Geçtiğimiz hafta Merkez Bankası Para Politikası Kurulu, Politika faiz oranını %50 seviyesinde sabit tutma kararı aldı.
Döviz rezervlerinin azalmaması için kur artışına müdahale etmenin, yüksek faiz politikası uygulanmasının ekonomik hayatımıza nasıl etki ettiğini ve gelecek dönemlerde nasıl sonuçlanacağını bence bu kararı alanlar dahi tahmin edemiyor. Gizli bir IMF programı uygulandığı gündemde. Yüksek faiz ülke ekonomisini nasıl etkiliyor, nasıl etkileyecek yaşayıp göreceğiz. Ancak bugünü değerlendirerek ne ile karşılaşabileceğimiz tahmin etmek çok zor değil.
Mevduat hesaplarını, yüksek faiz ile değerlendirenlerin, bugün faiz yüksek gibi görünse dahi cari enflasyon karşısında mevduatları erimeye devam etmektedir. Bu kişilerin mevcut durumda, bugün başka bir yatırım aracını tercih etmeleri de çok akılcı görünmüyor.
Faizlerin %50 düzeyinde olması yabancıların (bu kişi veya kurumlara yabancı yatırımcı demek mümkün değil) ülkeye sıcak para girişini hızlandırdı. %50 gibi yüksek faiz elde eden bu yabancılar, kısa vadede mevduatlarını kapatıp, bozdurdukları dövizden daha fazla dövizi alıp ülkeden çekip gideceklerdir. Böyle karlı bir yatırımı başka bir ülkede bulma ihtimalleri çok düşüktür.
Mevcut döviz kurları, bugün olması gerekenden daha düşük işlem görmektedir.
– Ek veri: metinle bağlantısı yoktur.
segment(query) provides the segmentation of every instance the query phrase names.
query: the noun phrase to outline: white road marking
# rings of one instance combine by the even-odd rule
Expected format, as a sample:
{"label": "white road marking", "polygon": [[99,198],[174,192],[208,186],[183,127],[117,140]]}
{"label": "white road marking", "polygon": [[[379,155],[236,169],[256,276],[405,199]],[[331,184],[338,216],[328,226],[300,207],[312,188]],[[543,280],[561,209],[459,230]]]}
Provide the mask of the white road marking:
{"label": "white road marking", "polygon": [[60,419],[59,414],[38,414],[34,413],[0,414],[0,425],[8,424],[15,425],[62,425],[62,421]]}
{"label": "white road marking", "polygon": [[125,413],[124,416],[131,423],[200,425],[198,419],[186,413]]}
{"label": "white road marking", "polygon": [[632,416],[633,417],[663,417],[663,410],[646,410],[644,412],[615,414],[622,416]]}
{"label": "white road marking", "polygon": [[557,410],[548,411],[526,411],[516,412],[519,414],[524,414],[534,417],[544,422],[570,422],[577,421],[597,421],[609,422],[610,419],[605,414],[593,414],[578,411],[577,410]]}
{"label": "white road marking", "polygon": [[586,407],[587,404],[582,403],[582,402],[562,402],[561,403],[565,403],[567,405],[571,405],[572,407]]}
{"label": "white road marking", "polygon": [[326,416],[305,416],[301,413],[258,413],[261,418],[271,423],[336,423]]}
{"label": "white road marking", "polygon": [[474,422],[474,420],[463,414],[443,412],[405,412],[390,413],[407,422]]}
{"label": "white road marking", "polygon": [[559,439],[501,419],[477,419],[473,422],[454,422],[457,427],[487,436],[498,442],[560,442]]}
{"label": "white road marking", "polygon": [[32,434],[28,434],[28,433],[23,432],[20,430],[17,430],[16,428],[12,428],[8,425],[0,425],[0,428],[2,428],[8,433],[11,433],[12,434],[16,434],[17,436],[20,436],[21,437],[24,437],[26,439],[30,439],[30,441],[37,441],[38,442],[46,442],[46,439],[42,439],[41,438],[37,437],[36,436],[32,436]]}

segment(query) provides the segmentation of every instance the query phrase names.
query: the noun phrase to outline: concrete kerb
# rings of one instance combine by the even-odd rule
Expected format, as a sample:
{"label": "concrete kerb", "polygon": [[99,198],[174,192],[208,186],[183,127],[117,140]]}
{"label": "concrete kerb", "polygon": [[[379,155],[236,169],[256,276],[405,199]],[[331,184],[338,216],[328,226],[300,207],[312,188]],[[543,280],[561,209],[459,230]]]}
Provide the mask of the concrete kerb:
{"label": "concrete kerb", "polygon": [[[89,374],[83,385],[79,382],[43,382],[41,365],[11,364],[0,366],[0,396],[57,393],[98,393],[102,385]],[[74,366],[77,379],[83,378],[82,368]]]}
Bu nedenler ile İthalatımız artmakta, maliyetlerin ve işgücünün arttığı turizm sektöründe ülkemiz tercih edilir olmaktan uzaklaşmaktadır. Yerli turist dahi kurların düşük, enflasyondan kaynaklanan yurt içinde fiyatların yüksek olması sebebiyle Türkiye yerine yunan adalarında, yurt dışında tatil yapmayı tercih etmektedir. İhracat potansiyeli yüksek sektörler, özellikle konfeksiyon sektörü düşük kur, yüksek maliyetler ile rekabet gücünü yitirmiş, zor günler yaşamaktadır.
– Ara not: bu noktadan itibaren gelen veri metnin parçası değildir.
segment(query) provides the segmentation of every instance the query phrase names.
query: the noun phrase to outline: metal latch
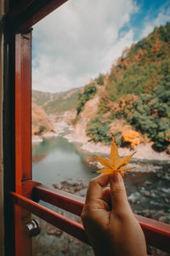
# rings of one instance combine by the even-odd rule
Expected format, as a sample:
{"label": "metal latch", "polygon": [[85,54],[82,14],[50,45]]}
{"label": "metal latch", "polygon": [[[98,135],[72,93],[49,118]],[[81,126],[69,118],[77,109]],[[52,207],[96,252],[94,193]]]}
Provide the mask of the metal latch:
{"label": "metal latch", "polygon": [[26,224],[26,230],[31,237],[39,235],[41,231],[41,226],[37,218],[31,220]]}

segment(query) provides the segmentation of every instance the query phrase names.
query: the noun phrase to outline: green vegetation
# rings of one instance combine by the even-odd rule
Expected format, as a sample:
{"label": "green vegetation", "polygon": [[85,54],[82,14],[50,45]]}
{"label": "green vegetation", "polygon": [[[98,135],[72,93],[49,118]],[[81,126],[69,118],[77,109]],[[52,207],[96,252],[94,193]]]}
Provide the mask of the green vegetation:
{"label": "green vegetation", "polygon": [[[116,66],[111,68],[98,111],[100,120],[106,113],[107,121],[125,119],[133,129],[153,141],[154,148],[158,151],[166,149],[169,144],[169,31],[170,22],[155,28],[146,38],[123,52]],[[98,140],[96,135],[94,138],[93,132],[91,136]]]}
{"label": "green vegetation", "polygon": [[141,95],[134,103],[132,125],[155,142],[154,147],[162,151],[167,148],[166,139],[170,131],[170,75],[159,82],[152,94]]}
{"label": "green vegetation", "polygon": [[93,83],[86,85],[84,88],[84,91],[82,93],[79,93],[76,107],[77,114],[79,114],[79,113],[82,111],[85,103],[94,96],[96,91],[97,89],[95,84]]}
{"label": "green vegetation", "polygon": [[87,129],[87,135],[90,136],[94,142],[110,143],[111,137],[109,137],[110,122],[101,122],[99,119],[92,119]]}
{"label": "green vegetation", "polygon": [[97,79],[95,79],[95,81],[98,84],[104,85],[104,79],[105,79],[105,75],[102,73],[99,73],[99,77]]}
{"label": "green vegetation", "polygon": [[[99,104],[87,125],[88,136],[109,143],[110,124],[120,119],[154,142],[155,149],[166,149],[170,144],[170,22],[125,49],[107,78],[99,73],[84,90],[54,95],[52,101],[49,94],[38,99],[35,93],[35,98],[48,113],[76,109],[75,125],[97,93],[96,84],[104,86],[98,86]],[[115,136],[121,144],[121,131]]]}
{"label": "green vegetation", "polygon": [[39,134],[41,135],[45,130],[46,127],[44,125],[40,126]]}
Cari açık, ülkeye giren döviz ile çıkan döviz arasındaki makas sürekli açılmaktadır ki, ülkeye giren sıcak paranın ekonomideki endişeli bir ortamda ülkeyi terk etmesi en fazla beş dakikadır.
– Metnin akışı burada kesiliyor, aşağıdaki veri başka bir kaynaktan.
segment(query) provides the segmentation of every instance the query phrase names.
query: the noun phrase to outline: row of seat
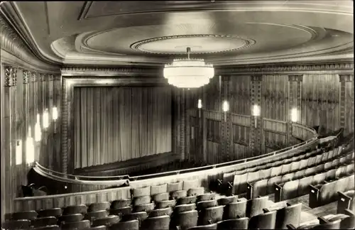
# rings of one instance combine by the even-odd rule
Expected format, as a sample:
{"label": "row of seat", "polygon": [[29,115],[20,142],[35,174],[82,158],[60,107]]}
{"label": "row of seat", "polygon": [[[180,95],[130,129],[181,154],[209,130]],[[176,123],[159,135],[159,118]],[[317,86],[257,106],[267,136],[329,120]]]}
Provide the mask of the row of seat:
{"label": "row of seat", "polygon": [[276,188],[278,190],[278,191],[282,191],[283,185],[288,181],[302,178],[305,176],[309,176],[315,172],[320,172],[324,170],[327,170],[332,168],[335,168],[338,167],[339,160],[343,162],[349,160],[348,158],[351,158],[351,155],[348,155],[344,156],[343,158],[340,158],[339,159],[331,160],[330,162],[327,162],[317,166],[304,168],[302,170],[300,169],[299,170],[297,170],[294,172],[290,172],[283,175],[279,175],[268,179],[257,180],[254,183],[248,182],[247,197],[255,197],[256,196],[264,196],[266,195],[274,193],[275,190],[275,184],[277,185]]}
{"label": "row of seat", "polygon": [[241,194],[247,192],[248,182],[249,184],[252,184],[259,180],[283,175],[291,172],[295,172],[300,169],[317,165],[322,162],[329,160],[334,157],[333,154],[329,154],[330,152],[319,153],[313,157],[282,164],[279,166],[273,166],[263,170],[258,170],[257,171],[253,170],[252,172],[245,172],[240,175],[236,174],[233,181],[232,193]]}
{"label": "row of seat", "polygon": [[349,165],[341,166],[337,169],[286,182],[283,187],[275,185],[275,200],[278,202],[302,196],[308,193],[310,185],[318,185],[327,180],[335,180],[337,175],[342,177],[353,174],[354,170],[354,162],[350,162]]}
{"label": "row of seat", "polygon": [[[354,165],[352,172],[354,172]],[[333,181],[323,181],[317,185],[310,185],[309,206],[322,206],[337,200],[338,192],[348,192],[355,188],[354,175],[344,176]]]}
{"label": "row of seat", "polygon": [[288,229],[354,229],[355,228],[355,213],[351,210],[345,209],[344,214],[318,217],[317,222],[298,227],[291,224],[287,224],[287,227]]}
Merkez Bankasının faiz oranı aynı zamanda bankaların mevduata verdikleri faiz oranını da belirliyor. Bu oran bugün yıllık %50 civarında. Bankalar bu maliyetler ile aldıkları mevduattan ve riskten korunmak için kredi faizlerini her geçen gün arttırmakta, güvence için özel sigorta, ipotek gibi koruyucu tedbirler almaktadır. Bu nedenler ile tüketici kredi faizleri, vergileri de dahil ettiğinizde %100 oranını geçmektedir. İşletmelerin kullandıkları faiz ise %70’ler civarındadır. Bu kadar yüksek faiz ile kredi kullanan işletmelerin sermayeleri ise her geçen gün erimektedir. Çünkü, işletmelerin yatırım yaparken, borçlanmalarında iki yıl gibi kısa bir sürede faizlerin %9’dan %70’lere çıkma ihtimalini hesap etmeleri mümkün değildi.
İşletmelerin ödedikleri yüksek faizler ise mevduata yatırım yapan yabancılara büyük kazançlar sağlayacak, işletmelerin kaynakları yabancılara bir nevi transfer edilecektir. endişeli bir ortam hissettiğinde yabancılar, kısa süre içinden sıcak paralarını ülkeden çıkaracaktır. Bu sıcak para çıkışı çok hızlı olduğu taktirde ki bugünün teknolojisinde bunun birkaç dakika olduğu söyleniyor, o zaman 2001 yılında yaşadığımız krizden daha ağır bir kriz yaşamamız ise kaçınılmaz olacaktır.
Dilerim, uzun bir süre siyasilerin önüne yazar kasa, anayasa kitapçığı fırlatılmaz. Fındık kabuğunu dahi doldurmayacak bir mazeret üretilmez. Çünkü ekonomide hızlı, ani kararlar neticesinde yaşanan krizlerin bedelini hep vatandaşlarımız ödüyor.